14th April 2007

ERRA National Road Relays Report

Leeds City AC won the ERRA National 12 Stage Road Relay for the first time while Charnwood AC clinched gold in a thrilling finish to the Women’s 6 Stage event in sun-drenched Sutton Park on Saturday 14 April.

 

Hannah Whitmore clinched Charnwood’s second victory since this women’s competition began in 2000, gallantly fighting off a fleet-foot attack by European Junior Cross Country Champion Steph Twell (Aldershot, Farnham and District AC) on the final 2.995-mile stage.

 

A week after breaking the UK Junior Women’s half marathon record, 17-year-old Twell set out in third place, 32 seconds adrift of Whitmore.

 

“It was pretty exciting,” said Twell afterwards. “I knew I was pulling her in and the atmosphere was getting very exciting. I went past but maybe not as decisively as I should have. It was neck and neck. We had a good battle and unfortunately I didn’t deliver the goods in the end.”

 

Twell did, however, deliver the fastest stage of the race, 15 minutes 57 seconds.

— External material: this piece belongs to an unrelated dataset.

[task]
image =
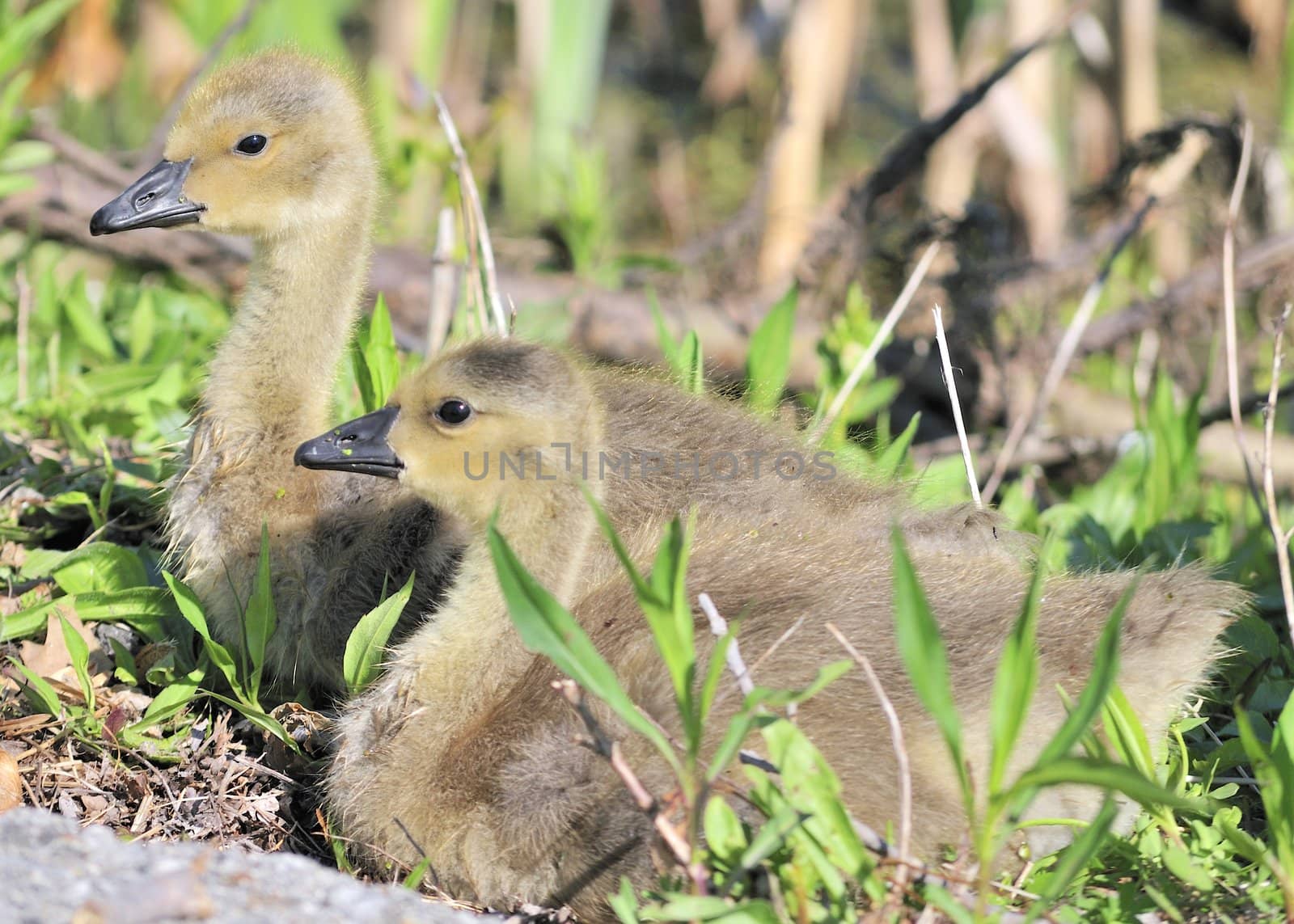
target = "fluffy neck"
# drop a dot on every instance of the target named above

It was a second quicker than Sophie Morris, who ran a blistering opening stage for Windsor, Slough, Eton and Hounslow AC, for whom Norwich Union GB cross country team leader Hayley Yelling clocked 16:05 on the third stage.

 

The men’s race was a triumph for Northern team spirit after defending champions Newham and Essex Beagles lost their captain, Dave Mitchinson, at 3am on race morning. The good reason: his wife, Jo, went into labour. So he raced back from the team hotel at Walsall to be beside her before she gave birth at about the time the first stage runners were warming-up.

 

Battling Beagles finished fourth, a mere 11 seconds outside the medals, in a race led by Leeds pretty much from halfway. They clocked 4:11:31 to win by 2 minutes 11 seconds from Morpeth Harriers with Belgrave Harriers third in 4:14:13 despite being without Mark Miles, who withdrew with a cold that he earnestly hopes will clear up before next Sunday’s Flora London Marathon.

 

Morpeth’s Norwich Union GB track international Nick McCormick contributed the fastest short stage, 13:39, to go fifth on the all-time list. Birchfield’s Jean Ndayisenga – who had PBs of 13:32 for 5000m and 28:20 for 10,000m back home in Burundi before moving to Birmingham for family reasons – was quickest over the long stage with 25:21. Tipton’s Phil Nicholls was quickest of the UK athletes, clocking 25:52 to round-off an excellent winter in which he earned his Norwich Union GB debut at the IAAF World Cross Country Championships in Mombasa. Sutton Park was almost as hot as the Kenyan resort – a welcome change from last year when a this event was hit by something akin to a monsoon!